3. Use private, secure AI models
According to Whayman, researchers should make sure that any LLM they employ is private and secure, hosted either locally running on hardware that the organization owns or on enterprise, sandboxed instances from LLM providers. These secure models help protect sensitive intellectual property and minimize compliance concerns.
4. Check for responsible AI compliance
Adopting Whayman’s guidance means putting policies in place that align with both internal governance and external regulations. Responsible AI compliance safeguards data integrity and ensures that ethical and legal standards are met at every step of AI use.

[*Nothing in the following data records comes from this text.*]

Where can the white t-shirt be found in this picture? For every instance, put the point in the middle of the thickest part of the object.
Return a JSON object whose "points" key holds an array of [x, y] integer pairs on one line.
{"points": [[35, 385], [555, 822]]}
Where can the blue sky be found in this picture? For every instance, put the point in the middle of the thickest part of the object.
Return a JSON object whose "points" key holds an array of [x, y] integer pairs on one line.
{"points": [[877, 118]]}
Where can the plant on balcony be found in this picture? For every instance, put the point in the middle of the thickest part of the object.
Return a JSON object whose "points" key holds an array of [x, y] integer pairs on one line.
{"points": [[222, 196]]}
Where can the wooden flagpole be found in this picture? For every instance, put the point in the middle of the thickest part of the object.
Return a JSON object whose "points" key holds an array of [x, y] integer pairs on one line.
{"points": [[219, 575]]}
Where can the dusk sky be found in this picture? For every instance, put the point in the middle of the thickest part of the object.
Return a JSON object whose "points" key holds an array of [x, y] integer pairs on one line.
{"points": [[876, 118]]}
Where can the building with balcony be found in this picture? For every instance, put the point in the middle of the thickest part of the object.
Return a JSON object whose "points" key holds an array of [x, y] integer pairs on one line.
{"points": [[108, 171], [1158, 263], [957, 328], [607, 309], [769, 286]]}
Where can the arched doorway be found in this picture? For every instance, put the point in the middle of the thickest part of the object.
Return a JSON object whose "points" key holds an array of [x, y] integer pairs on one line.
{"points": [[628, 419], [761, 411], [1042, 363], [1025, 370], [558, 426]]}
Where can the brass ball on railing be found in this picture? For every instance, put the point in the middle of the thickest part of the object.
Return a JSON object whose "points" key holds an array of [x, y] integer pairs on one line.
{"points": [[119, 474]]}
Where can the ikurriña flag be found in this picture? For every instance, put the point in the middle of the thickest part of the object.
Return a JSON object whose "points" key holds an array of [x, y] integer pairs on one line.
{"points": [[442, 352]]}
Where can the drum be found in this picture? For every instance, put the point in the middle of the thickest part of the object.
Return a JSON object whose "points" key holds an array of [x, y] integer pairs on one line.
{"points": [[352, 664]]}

5. Keep a human in the loop
“LLMs, when used in labs and R&D organizations, should not be blindly trusted or treated as a black box,” Whayman warns. Always have domain experts review AI outputs to verify results before they influence decisions. This practice safeguards experimental integrity. Even the most advanced LLMs can generate plausible but incorrect answers, making human validation essential.
6. Leverage retrieval-augmented generation (RAG)
With current AI technology, hallucinations cannot be fully eliminated, but there are techniques to reduce them. Whayman notes that “using data frameworks such as retrieval-augmented generation can significantly reduce hallucination risk.” RAG grounds the model’s responses in trusted, context-specific sources provided by the user, boosting accuracy and reliability.
7. Document your AI processes
Maintaining a record of how, when, and why AI is used in your workflows improves reproducibility and supports compliance audits. Thorough documentation also aids in refining processes and troubleshooting issues over time.